Competitive cation binding computations of proton balance for reactions of the phosphagen and glycolytic energy systems within skeletal muscle

Abstract

Limited research and data has been published for the H+ coefficients for the metabolites and reactions involved in non-mitochondrial energy metabolism. The purpose of this investigation was to compute the fractional binding of H+, K+, Na+ and Mg2+ to 21 metabolites of skeletal muscle non-mitochondrial energy metabolism, resulting in 104 different metabolite-cation complexes. Fractional binding of H+ to these metabolite-cation complexes were applied to 17 reactions of skeletal muscle non-mitochondrial energy metabolism, and 8 conditions of the glycolytic pathway based on the source of substrate (glycogen vs. glucose), completeness of glycolytic flux, and the end-point of pyruvate vs. lactate. For pH conditions of 6.0 and 7.0, respectively, H+ coefficients (-'ve values = H+ release) for the creatine kinase, adenylate kinase, AMP deaminase and ATPase reactions were 0.8 and 0.97, -0.13 and -0.02, 1.2 and 1.09, and -0.01 and -0.66, respectively. The glycolytic pathway is net H+ releasing, regardless of lactate production, which consumes 1 H+. For glycolysis fueled by glycogen and ending in either pyruvate or lactate, H+ coefficients for pH 6.0 and 7.0 were -3.97 and -2.01 (pyruvate), and -1.96 and -0.01 (lactate), respectively. When starting with glucose, the same conditions result in H+ coefficients of -3.98 and -2.67, and -1.97 and -0.67, respectively. The most H+ releasing reaction of glycolysis is the glyceraldehyde-3-phosphate dehydrogenase reaction, with H+ coefficients for pH 6.0 and 7.0 of -1.58 and -0.76, respectively. Incomplete flux of substrate through glycolysis would increase net H+ release due to the absence of the pyruvate kinase and lactate dehydrogenase reactions, which collectively result in H+ coefficients for pH 6.0 and 7.0 of 1.35 and 1.88, respectively. The data presented provide an extensive reference source for academics and researchers to accurately profile the balance of protons for all metabolites and reactions of non-mitochondrial energy metabolism, and reveal the greater role of glycolysis in net H+ release than previously assumed. The data can also be used to improve the understanding of the cause of metabolic acidosis, and reveal mechanistic connections between H+ release within and from muscle and the electrochemical neutrality concepts that further refine acid-base balance in biological solutions.

Fig 1

Metabolite-cation complex fractions for the main phosphorylated metabolites of intermediary metabolism, grouped by a) the creatine kinase reaction, b) ATP, c) ADP, and d) IMP and AMP. Polynomial equations are presented in Table 4.

Fig 2

H⁺ coefficients for the reactions of a) the phosphagen system, b) phase 1 of glycolysis, and c) phase 2 of glycolysis.–‘ve coefficients (shaded area) = H⁺ release. Polynomial equations are presented in Table 5.

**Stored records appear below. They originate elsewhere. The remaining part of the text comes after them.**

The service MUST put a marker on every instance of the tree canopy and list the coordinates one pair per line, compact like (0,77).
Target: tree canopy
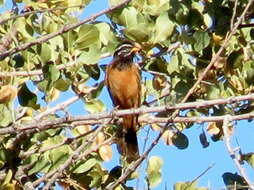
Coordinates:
(198,67)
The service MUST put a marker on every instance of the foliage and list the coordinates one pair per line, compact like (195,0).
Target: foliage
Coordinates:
(40,145)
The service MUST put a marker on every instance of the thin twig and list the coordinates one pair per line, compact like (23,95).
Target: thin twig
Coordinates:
(65,141)
(60,106)
(233,16)
(95,118)
(217,55)
(134,165)
(232,152)
(199,176)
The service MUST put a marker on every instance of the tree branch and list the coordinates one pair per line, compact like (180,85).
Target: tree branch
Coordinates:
(94,118)
(232,152)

Fig 3. The H⁺ coefficients for reactions of the phosphagen energy system for cellular pH conditions of 6.0 and 7.0.

As this is not a pathway, or a closed (coupled) energy system, H⁺ coefficients cannot be summed to get a net H⁺ coefficient.–‘ve coefficients = H⁺ release.

Fig 4. The H⁺ coefficients for reactions leading to glucose-6 phosphate production, the glycolytic pathway and lactate production for cellular pH conditions of 6.0 and 7.0.–‘ve coefficients = H⁺ release.

Fig 5

Net H⁺ coefficients for the glycolytic pathway for a) phase 1, b) phase 2 ending in either pyruvate or lactate, and c) all of glycolysis starting with either glycogen or glucose, and ending in either pyruvate or lactate.–‘ve coefficients (shaded area) = H⁺ release. Polynomial equations are presented in Table 5.